If you visit retailers, you will notice that a great many of them are selling engineered hardwood flooring with softwood backings. Usually spruce plywood. Now why does this matter?
This matters because different species of wood will expand and contract at different temperatures and humidity levels. logically if you were to have a shift in temperature and/or humidity levels with a more dense hardwood laminated or glued to a less dense softwood, resistance is inevitable. This will cause warping and/or checking (cracking).
The spring-lock system that is incorporated into the engineered hardwood flooring products that we supply "Lock in" every side of every board. It by far, has the strongest connection in the market.
The amount of pressure needed to release a spring-lock connection compared to a regular tongue & groove (T&G) or male & female connection is five fold.
When a spring-lock engineered hardwood floor is installed, you will never have to worry about the floor separating at the joints. This is a common problem engineered flooring connections.
Separating at the joints you say? what is that?

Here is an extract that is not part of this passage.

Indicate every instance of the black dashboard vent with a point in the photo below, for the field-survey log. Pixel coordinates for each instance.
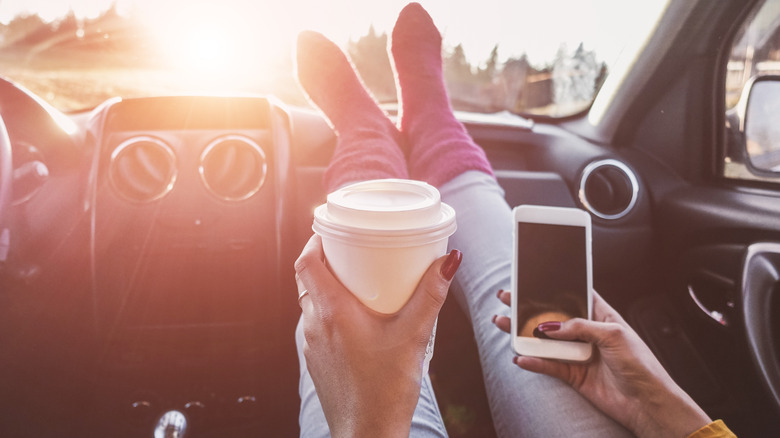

Engineered hardwood or laminate for that matter can separate at the joints. This is due to an inferior installation. Inexperienced installers will use a "Tapping block". That in itself is not an issue, but when the installer hammers the tapping block or just the wood to hard, the male flange can, and will break off. You should never have to use extreme force. But if the "Spring-lock" system is incorporated with-in the Engineered hardwood the joints will remain strong regardless.
If there is resistance while attempting to install a board, there is a reason. Find it and fix it.
Canadian and American made
We have touched on the topic elsewhere on the site with regards to why you should by Canadian hardwood flooring, Engineered hardwood is no different. If you know what to look for, you will be armed with important knowledge that can save you from a potential disaster down the road.